En días recientes se puso al centro del debate feminista la figura de Chimamanda Ngozi Adichie, escritora nigeriana reconocida por su trabajo literario y por su aporte al pensamiento feminista contemporáneo a través de textos como Todos deberíamos ser feministas. En una entrevista reciente compartió que sus bebés nacieron por medio de una madre sustituta. Ella misma ha expresado críticas hacia la maternidad subrogada, especialmente en su modalidad comercial.

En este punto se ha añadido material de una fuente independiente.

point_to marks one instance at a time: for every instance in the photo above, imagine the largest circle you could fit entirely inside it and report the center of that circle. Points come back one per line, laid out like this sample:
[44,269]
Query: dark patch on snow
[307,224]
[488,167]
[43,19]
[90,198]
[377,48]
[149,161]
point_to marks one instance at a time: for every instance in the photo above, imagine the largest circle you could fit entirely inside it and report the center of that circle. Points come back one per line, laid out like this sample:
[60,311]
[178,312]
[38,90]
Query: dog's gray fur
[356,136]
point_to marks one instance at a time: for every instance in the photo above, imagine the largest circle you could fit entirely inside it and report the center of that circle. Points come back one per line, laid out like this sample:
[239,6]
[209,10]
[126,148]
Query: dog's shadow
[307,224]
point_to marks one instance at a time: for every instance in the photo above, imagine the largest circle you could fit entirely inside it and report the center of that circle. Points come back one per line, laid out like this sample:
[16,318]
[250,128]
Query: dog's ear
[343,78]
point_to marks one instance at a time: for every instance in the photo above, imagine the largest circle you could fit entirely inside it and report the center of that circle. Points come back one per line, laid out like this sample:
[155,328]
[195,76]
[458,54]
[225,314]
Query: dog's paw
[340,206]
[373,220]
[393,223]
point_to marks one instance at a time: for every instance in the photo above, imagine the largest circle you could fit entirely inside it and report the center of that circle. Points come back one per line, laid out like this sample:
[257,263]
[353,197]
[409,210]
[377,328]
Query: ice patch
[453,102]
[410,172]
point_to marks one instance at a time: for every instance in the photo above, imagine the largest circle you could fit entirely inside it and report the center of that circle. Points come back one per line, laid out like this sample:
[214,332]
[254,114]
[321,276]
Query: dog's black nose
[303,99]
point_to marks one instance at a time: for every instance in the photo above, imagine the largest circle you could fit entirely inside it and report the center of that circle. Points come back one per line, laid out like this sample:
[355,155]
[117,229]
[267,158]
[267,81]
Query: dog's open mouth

En entrevistas y conferencias ha señalado que muchas veces este sistema se basa en desigualdades económicas y de poder entre las personas gestantes y quienes contratan el servicio.
No es la primera vez que se le cuestiona públicamente por sus declaraciones y ha sido ocasión en que resurgió el debate: ¿puede una figura que ha aportado tanto al feminismo, y que al mismo tiempo ha emitido opiniones problemáticas, seguir siendo una voz válida en el movimiento?
Cuando el feminismo se convierte en un espacio desde el cual se evalúa y sanciona la vida de las demás, dictando quién es una feminista válida y quién ha traicionado al movimiento, se corre un riesgo profundo: el de despolitizarlo.
Las mujeres hemos sido históricamente juzgadas desde una dicotomía implacable: putas o santas, víctimas o culpables, dignas o indeseables. Ambas caras de la moneda son mecanismos de control social que regulan nuestros cuerpos, decisiones y afectos. El feminismo que se alinea sin cuestionar con estos juicios reproduce justamente las lógicas que dice querer desmontar.
El feminismo no nació como una doctrina de pureza personal, sino como una apuesta por transformar estructuras de poder, por cuestionar las formas en que el género, la raza, la clase y otras opresiones configuran nuestras vidas. Convertirlo en un sistema de premios y castigos individuales, en lugar de una herramienta colectiva de análisis y acción, empobrece su potencia.
El caso nos recuerda que el feminismo no puede ser reducido a un código de conducta ni a una identidad inmaculada.